Daraus entsteht die Selbstverleumdung - Du lügst Dich selbst an und merkst es nicht einmal. Daraus entsteht der Selbsthass - durch die Unehrlichkeit Dir selbst gegenüber, wird Dir das Dein Gefühl zeigen. Du fühlst Dich nicht besonders und kannst aber nur schwer einschätzen, woher dieses Gefühl kommt und da sich jeder, auch DU, täglich sehr oft selbst belügt, entsteht der Selbsthass, da wir uns für unsere eigene Unehrlichkeit nicht mehr mögen. Daraus entsteht die Selbstverletzung - Du traust Dir selbst nicht mehr über den Weg und möchtest Dich am liebsten dafür bestrafen. Daraus entsteht der Selbstzweifel - Du traust Deinen eigenen Gedanken nicht und beginnst daher an allem und vor allem an Dir zu zweifeln.

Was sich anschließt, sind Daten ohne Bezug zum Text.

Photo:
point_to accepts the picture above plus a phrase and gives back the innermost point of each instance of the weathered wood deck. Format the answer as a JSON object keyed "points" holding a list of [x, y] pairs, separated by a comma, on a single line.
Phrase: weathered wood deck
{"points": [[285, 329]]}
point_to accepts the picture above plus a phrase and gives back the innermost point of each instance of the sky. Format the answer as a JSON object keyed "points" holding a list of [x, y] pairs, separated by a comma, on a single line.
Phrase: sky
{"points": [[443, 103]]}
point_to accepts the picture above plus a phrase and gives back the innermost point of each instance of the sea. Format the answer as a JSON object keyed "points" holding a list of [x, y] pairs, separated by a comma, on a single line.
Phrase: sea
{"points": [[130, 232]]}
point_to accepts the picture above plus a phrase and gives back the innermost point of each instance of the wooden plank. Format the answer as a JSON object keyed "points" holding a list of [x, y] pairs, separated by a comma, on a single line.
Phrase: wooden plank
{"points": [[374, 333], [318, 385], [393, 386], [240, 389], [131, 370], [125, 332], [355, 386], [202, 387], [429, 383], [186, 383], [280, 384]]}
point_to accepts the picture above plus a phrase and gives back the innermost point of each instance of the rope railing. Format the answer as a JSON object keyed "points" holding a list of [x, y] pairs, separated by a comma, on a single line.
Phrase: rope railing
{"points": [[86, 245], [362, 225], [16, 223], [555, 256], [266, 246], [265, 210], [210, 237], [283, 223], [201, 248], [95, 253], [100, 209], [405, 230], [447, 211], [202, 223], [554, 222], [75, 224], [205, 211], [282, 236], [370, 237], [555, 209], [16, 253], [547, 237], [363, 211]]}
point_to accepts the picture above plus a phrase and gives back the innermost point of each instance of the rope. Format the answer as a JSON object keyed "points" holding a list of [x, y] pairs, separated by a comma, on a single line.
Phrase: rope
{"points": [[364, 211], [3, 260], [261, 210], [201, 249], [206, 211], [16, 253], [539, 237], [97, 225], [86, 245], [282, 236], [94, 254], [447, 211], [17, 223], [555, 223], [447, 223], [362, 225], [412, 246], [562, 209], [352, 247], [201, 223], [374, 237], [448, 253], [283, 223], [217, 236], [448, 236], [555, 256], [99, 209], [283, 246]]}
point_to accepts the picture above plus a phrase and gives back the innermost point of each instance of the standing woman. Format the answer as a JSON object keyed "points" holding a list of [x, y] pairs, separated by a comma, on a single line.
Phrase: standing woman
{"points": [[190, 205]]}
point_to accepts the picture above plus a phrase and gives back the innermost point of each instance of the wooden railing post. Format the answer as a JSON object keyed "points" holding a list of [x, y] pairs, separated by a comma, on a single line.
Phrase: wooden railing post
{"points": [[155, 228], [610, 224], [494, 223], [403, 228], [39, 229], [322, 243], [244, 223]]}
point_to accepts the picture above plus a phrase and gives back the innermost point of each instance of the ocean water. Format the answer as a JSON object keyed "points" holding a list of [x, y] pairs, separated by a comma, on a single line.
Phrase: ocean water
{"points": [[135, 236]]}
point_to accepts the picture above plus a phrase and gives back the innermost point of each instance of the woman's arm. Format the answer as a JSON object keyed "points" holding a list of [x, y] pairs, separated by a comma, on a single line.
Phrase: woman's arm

Das sind nur einige Resultate dessen, wenn man sich nicht der "Entstehung" seiner eigenen Gedanken bewusst ist und wie das tatsächlich abläuft.

Stell Dir ein Beispiel vor: Du machst eine neue Erfahrung und hast für Dich danach sofort irgendwelche Gedanken im Kopf, wie Du nun diese neue Erfahrung für Dich interpretierst. Im ersten Moment kannst Du NUR nach Deinem eigenen Gefühl gehen, um diese neue Erfahrung einschätzen zu können. Sobald Du beginnst, einen Gedankenaustausch mit einer anderen Person zu dieser neuen Erfahrung zu machen, bekommst Du bereits die ersten anderen Gedanken zu dem jeweiligen Thema in den Kopf gesetzt. Danach hängt es ganz von Dir ab, ob Du nun dabei bleibst, was Du eigentlich als erstes gedacht hast - sprich nach Deinem eigenen Gefühl - oder ob Du Dir Deine eigenen Gedanken durch andere "verwässern" lässt.

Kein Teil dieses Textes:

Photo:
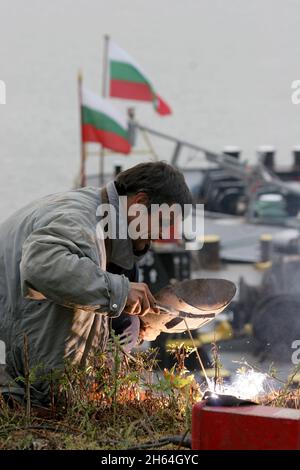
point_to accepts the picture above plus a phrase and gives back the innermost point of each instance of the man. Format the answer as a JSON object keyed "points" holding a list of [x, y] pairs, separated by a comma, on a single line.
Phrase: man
{"points": [[61, 281]]}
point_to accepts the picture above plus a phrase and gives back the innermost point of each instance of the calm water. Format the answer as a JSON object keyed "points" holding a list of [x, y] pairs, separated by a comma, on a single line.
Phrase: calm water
{"points": [[226, 68]]}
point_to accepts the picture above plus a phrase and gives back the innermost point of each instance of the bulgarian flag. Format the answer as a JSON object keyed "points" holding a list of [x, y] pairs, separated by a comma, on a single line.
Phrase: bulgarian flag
{"points": [[128, 81], [102, 123]]}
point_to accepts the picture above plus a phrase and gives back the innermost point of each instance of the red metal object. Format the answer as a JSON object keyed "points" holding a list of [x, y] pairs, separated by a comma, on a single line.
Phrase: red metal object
{"points": [[245, 428]]}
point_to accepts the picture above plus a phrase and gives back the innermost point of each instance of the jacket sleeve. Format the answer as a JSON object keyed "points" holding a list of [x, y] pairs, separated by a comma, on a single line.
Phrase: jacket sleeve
{"points": [[56, 263]]}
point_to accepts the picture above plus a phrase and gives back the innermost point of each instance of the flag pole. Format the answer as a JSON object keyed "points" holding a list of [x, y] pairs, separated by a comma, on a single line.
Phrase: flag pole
{"points": [[105, 78], [82, 144]]}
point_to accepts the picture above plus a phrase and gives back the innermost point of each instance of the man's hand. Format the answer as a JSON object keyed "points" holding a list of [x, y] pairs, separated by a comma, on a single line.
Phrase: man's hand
{"points": [[140, 300]]}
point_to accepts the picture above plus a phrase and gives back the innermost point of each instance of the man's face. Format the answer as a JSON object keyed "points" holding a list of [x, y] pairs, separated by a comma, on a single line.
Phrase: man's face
{"points": [[145, 225]]}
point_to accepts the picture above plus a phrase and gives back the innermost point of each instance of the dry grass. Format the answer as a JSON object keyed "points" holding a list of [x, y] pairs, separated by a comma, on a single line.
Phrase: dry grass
{"points": [[115, 403]]}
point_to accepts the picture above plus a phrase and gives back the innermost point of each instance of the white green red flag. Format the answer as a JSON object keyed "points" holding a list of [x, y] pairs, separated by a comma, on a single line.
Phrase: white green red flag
{"points": [[129, 81], [102, 123]]}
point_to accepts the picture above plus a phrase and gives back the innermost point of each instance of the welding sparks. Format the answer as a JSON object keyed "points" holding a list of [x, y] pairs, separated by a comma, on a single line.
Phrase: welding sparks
{"points": [[247, 385]]}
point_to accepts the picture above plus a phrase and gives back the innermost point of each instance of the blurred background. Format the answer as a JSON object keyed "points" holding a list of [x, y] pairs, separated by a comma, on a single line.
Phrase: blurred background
{"points": [[226, 69]]}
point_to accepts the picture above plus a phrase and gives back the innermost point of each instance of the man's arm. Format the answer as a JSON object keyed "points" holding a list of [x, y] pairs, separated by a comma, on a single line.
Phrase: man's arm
{"points": [[55, 263]]}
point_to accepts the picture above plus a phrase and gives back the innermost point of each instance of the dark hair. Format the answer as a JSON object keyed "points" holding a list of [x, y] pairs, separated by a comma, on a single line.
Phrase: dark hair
{"points": [[162, 183]]}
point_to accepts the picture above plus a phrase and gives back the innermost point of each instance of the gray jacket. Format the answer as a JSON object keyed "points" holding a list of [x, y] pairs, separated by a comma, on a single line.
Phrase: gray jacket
{"points": [[53, 284]]}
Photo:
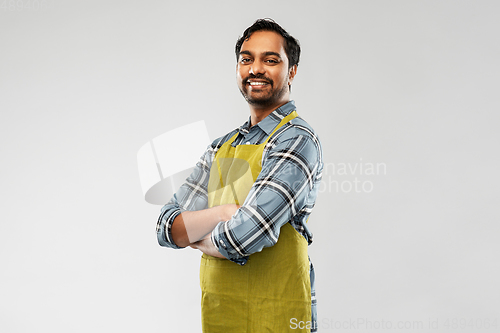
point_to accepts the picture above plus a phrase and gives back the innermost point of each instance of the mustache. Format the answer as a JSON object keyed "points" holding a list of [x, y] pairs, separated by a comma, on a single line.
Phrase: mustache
{"points": [[258, 77]]}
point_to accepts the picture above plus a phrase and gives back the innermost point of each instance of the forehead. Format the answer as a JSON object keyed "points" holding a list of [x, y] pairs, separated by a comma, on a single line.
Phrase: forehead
{"points": [[264, 41]]}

So kannst Du Dir vielleicht besser vorstellen, dass Deine Gedanken so gut wie nie Deine Wahrheit sind, denn nur wenige bleiben bei Ihren ersten Gedankengängen, die sie hatten, wenn sie etwas neues erleben bzw. erfahren. Auch Du wirst zu diesen Menschen gehören, wie fast jeder Andere auch.

Vertraue auf Deine ersten eigenen Gedanken. Sie sind die Interpretation Deines eigenen Gefühls. Niemand kann für Dich Deine Gefühle interpretieren, denn nur Du alleine kannst sie fühlen.

Lass Dir Deine Gedanken nicht nehmen. Höre Dir andere Meinungen an, aber sei stets vorsichtig und sei Dir dessen bewusst, dass andere Meinungen Ergebnisse anderer Gedanken sind, die durch andere Gefühle hervorgerufen wurden.

Bleibe am besten bei Deinen ersten eigenen Gedanken. Sie sind die "reinsten" Gedanken, die Du zu einer Sache, einer Situation, zu Deinem eigenen GEFÜHL haben kannst.